Cellou Dalein Diallo, Faya Millimouno, Mouctar Diallo, Fodé Oussou Fofana,…même Baïdy Aribot dans son ‘‘coco lala’’, prennent les médias largement acquis à leurs causes pour, le plus souvent rappeler que le président Alpha Condé ne tient pas parole. C’est de l’euphémisme que nous avons fait!  Sinon leurs propos à l’égard du chef de l’Etat tranchent avec toute courtoisie encore moins avec les règles du droit d’ainesse simplement. Comme on nous l’éduque en Afrique. Mais…on met tout ça dans le cadre de la démocratie, dans le cadre de la liberté d’expression. Et ça passe. Parce qu’il faut avoir l’audace de le dire, la démocratie ne vaut que celle selon l’opposition dite républicaine, en réalité radicale.

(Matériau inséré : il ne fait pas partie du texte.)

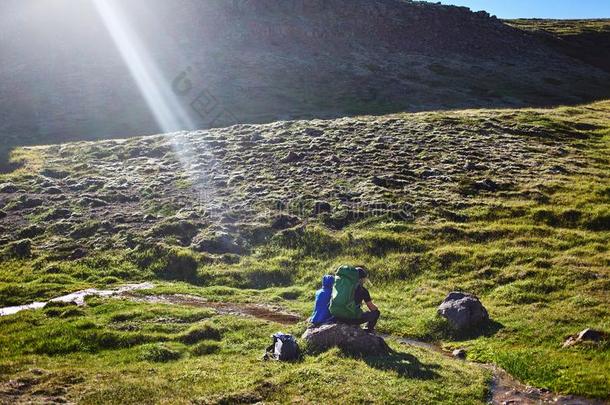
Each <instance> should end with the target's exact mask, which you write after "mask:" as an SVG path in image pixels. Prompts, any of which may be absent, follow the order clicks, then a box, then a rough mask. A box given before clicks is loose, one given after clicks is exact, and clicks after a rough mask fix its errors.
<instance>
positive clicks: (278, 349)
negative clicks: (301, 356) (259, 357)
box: [263, 332, 300, 361]
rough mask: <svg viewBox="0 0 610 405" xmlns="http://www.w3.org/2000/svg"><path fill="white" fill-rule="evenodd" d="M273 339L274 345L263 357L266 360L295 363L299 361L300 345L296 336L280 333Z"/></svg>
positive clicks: (277, 334) (267, 351) (276, 334)
mask: <svg viewBox="0 0 610 405" xmlns="http://www.w3.org/2000/svg"><path fill="white" fill-rule="evenodd" d="M271 337H272V338H273V343H272V344H271V345H269V347H267V350H266V352H265V355H264V356H263V359H264V360H269V359H272V360H279V361H294V360H298V359H299V356H300V353H299V345H298V343H297V340H296V339H295V338H294V336H292V335H287V334H285V333H282V332H278V333H276V334H274V335H272V336H271Z"/></svg>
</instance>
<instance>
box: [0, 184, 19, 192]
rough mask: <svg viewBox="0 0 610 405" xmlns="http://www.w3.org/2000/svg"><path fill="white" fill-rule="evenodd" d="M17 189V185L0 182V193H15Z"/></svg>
mask: <svg viewBox="0 0 610 405" xmlns="http://www.w3.org/2000/svg"><path fill="white" fill-rule="evenodd" d="M17 191H19V187H17V186H16V185H14V184H13V183H4V184H0V193H6V194H12V193H16V192H17Z"/></svg>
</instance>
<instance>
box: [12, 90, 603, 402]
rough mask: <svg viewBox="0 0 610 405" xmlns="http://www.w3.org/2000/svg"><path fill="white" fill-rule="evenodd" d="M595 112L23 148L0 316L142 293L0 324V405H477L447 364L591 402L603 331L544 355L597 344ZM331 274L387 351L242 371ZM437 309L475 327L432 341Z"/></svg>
mask: <svg viewBox="0 0 610 405" xmlns="http://www.w3.org/2000/svg"><path fill="white" fill-rule="evenodd" d="M609 111H610V103H608V102H600V103H595V104H589V105H583V106H578V107H562V108H557V109H551V110H533V109H524V110H466V111H455V112H443V113H440V112H439V113H418V114H406V113H404V114H395V115H390V116H384V117H354V118H345V119H339V120H327V121H324V120H316V121H287V122H277V123H273V124H267V125H238V126H233V127H229V128H224V129H213V130H206V131H197V132H188V133H177V134H167V135H163V136H153V137H143V138H134V139H129V140H112V141H99V142H90V143H87V142H81V143H71V144H63V145H54V146H46V147H35V148H21V149H19V150H18V151H17V156H16V158H20V159H22V160H23V161H24V162H25V164H24V166H23V167H22V168H21V169H19V170H17V171H15V172H13V173H10V174H7V175H3V176H2V178H1V181H0V183H1V185H0V205H1V208H0V217H1V218H0V226H1V228H2V239H1V241H0V244H1V253H0V255H1V258H2V260H1V261H0V306H2V307H5V306H14V305H23V304H29V303H32V302H41V301H46V300H48V299H51V298H54V297H59V296H61V295H63V294H66V293H70V292H74V291H78V290H83V289H86V288H91V287H98V288H103V289H108V288H110V289H112V288H114V289H115V291H117V290H116V288H118V286H121V285H124V284H125V283H141V282H146V283H145V284H143V285H141V284H138V286H139V287H138V288H141V289H143V290H137V291H136V290H130V289H129V288H130V287H127V289H126V290H123V293H120V294H118V293H117V294H112V293H110V294H105V295H104V294H103V293H99V294H97V295H99V296H91V297H88V298H86V299H83V300H82V301H83V302H82V304H84V305H81V306H76V305H74V304H69V303H62V302H57V301H56V302H52V303H50V304H47V306H45V307H44V308H40V305H34V306H32V307H30V310H25V311H21V312H18V313H12V310H11V311H9V314H8V315H6V316H2V317H0V330H1V332H0V402H2V401H5V402H8V403H31V402H45V401H46V402H66V401H67V402H84V403H122V404H123V403H142V402H147V401H151V402H159V401H163V400H165V399H167V398H172V401H174V402H183V403H189V402H200V403H227V402H228V403H232V402H257V401H265V402H274V401H278V402H283V401H287V400H289V401H302V402H318V401H324V402H331V403H332V402H337V393H338V392H340V393H341V395H340V397H341V401H342V402H346V401H347V402H357V401H361V400H362V399H363V398H366V400H367V401H368V400H370V401H371V402H379V403H388V402H401V401H404V400H405V398H407V399H408V400H409V401H411V402H414V403H429V402H434V403H456V402H467V403H485V402H486V401H487V400H488V398H489V397H490V396H491V395H495V393H496V392H497V386H496V385H494V384H491V385H490V381H492V380H491V378H492V376H491V370H493V368H489V367H488V368H486V367H484V366H480V365H477V364H475V363H471V362H462V361H458V360H452V359H449V358H447V357H446V356H445V355H443V354H442V351H443V350H444V351H445V352H447V351H448V352H449V353H450V352H451V350H453V349H456V348H464V349H465V350H466V353H467V358H468V359H469V360H473V361H475V362H484V363H491V364H495V365H499V366H501V367H502V368H504V369H505V370H506V371H507V372H508V373H510V374H511V375H512V376H514V377H515V378H517V379H518V380H520V381H522V382H523V383H526V384H530V385H533V386H535V387H539V388H544V389H549V390H552V391H554V392H556V393H563V394H576V395H580V396H584V397H587V398H589V399H588V400H587V399H582V398H577V399H575V398H572V397H567V398H566V397H559V396H557V395H556V394H553V393H548V392H546V391H539V390H538V391H536V390H532V389H530V388H521V391H514V390H512V391H511V390H509V391H506V394H507V396H505V397H503V398H505V399H506V398H508V399H509V400H514V399H516V398H523V397H519V395H529V394H527V393H528V392H529V393H531V392H544V394H543V395H544V396H545V398H550V399H549V400H551V401H555V400H557V401H560V403H572V402H573V401H576V400H578V401H588V402H586V403H591V404H596V403H600V402H601V401H603V400H604V399H605V398H607V397H608V394H609V393H610V380H609V376H610V370H609V369H608V367H609V364H610V362H608V353H609V347H608V340H607V334H606V335H604V334H603V333H602V334H601V335H600V336H606V337H605V338H600V340H599V341H597V342H595V341H589V342H580V343H579V344H576V345H569V346H565V347H564V341H565V340H566V337H567V336H571V335H575V334H576V333H578V332H579V331H581V330H583V329H584V328H587V327H588V328H593V329H597V330H601V331H607V330H608V319H610V313H609V312H608V311H609V308H610V305H609V302H608V294H607V292H608V287H609V282H610V281H609V280H610V256H609V254H610V250H609V249H610V246H609V245H610V243H609V241H610V194H609V190H610V178H609V172H608V167H609V164H610V162H609V161H608V156H610V154H609V152H608V151H609V149H610V138H609V136H610V132H609V131H610V123H609V122H608V116H609ZM342 263H362V264H364V265H366V266H367V267H368V269H369V271H370V276H371V280H372V282H373V284H372V285H371V286H370V290H371V294H372V295H373V297H374V300H375V303H376V304H377V305H378V306H379V307H380V308H381V311H382V317H381V320H380V322H379V324H378V330H379V331H380V332H382V333H386V334H388V335H390V336H391V337H390V338H389V339H388V340H389V342H390V345H391V346H392V349H393V350H394V351H393V352H392V353H391V354H390V355H388V356H368V357H367V356H364V357H352V356H348V355H345V354H344V353H342V352H340V351H339V350H331V351H328V352H326V353H323V354H318V353H311V352H306V355H305V357H304V359H303V360H302V361H300V362H297V363H294V364H280V363H275V362H272V363H266V362H261V361H260V360H259V359H260V355H261V354H262V350H263V348H264V347H266V346H267V344H268V343H269V342H268V340H269V335H270V334H271V333H274V332H277V331H278V330H283V331H285V332H289V333H293V334H294V335H296V336H300V335H301V334H302V333H303V331H304V329H305V327H306V322H305V319H306V318H307V316H309V314H310V311H311V306H312V299H313V293H314V291H315V289H316V288H318V285H319V280H320V278H321V277H322V275H323V274H327V273H330V272H332V271H334V269H336V268H337V266H339V265H340V264H342ZM453 290H461V291H467V292H471V293H474V294H476V295H478V296H479V297H480V298H481V301H482V302H483V303H484V305H485V307H486V308H487V310H488V311H489V316H490V317H491V321H490V322H489V323H488V324H486V325H485V326H484V327H483V328H481V329H480V330H477V331H476V333H471V334H456V333H454V332H453V331H452V330H451V329H450V328H449V327H448V325H447V323H446V321H445V320H444V319H443V318H440V317H439V316H438V315H437V313H436V308H437V306H438V304H439V303H440V302H441V301H442V300H443V298H444V297H445V296H446V294H447V292H449V291H453ZM89 291H90V294H92V293H91V291H95V290H89ZM93 295H95V294H93ZM35 308H38V309H35ZM287 320H289V322H288V321H287ZM299 320H300V321H299ZM295 322H296V323H295ZM399 337H408V338H412V339H413V338H414V339H419V340H422V341H427V342H435V343H436V344H437V346H436V347H437V350H438V351H440V352H441V353H439V352H437V351H435V350H431V349H430V346H425V345H424V346H423V347H422V345H421V344H418V345H417V346H413V345H410V344H408V341H407V344H404V343H400V342H401V341H400V340H397V339H398V338H399ZM494 373H495V372H494ZM362 381H367V382H368V384H362ZM509 388H510V387H509ZM494 398H495V396H494ZM562 401H563V402H562ZM570 401H572V402H570ZM596 401H597V402H596Z"/></svg>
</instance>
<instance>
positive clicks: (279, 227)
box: [271, 214, 301, 231]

Hier Abdourahmane Bakayoko, un jeune leader politique, a appris à ses dépens qu’à Labé, Cellou Dalein est objet de culte. Il est donc formellement interdit de dire qu’il… ment. Même quand aux yeux du jeune leader, Dalein fait de petits arrangements avec la vérité.  Et comme la langue française n’a proposé d’autre mot pour qualifier cet acte que ‘’menteur’’, Bakayoko l’a utilisé.

Conséquence ? Sa Prado a été calcinée par, dit-on, les militants du principal parti d’opposition. Et lui Bakayoko a été mis en sécurité par les forces de l’ordre à la sûreté urbaine de la ville-fief de l’UFDG.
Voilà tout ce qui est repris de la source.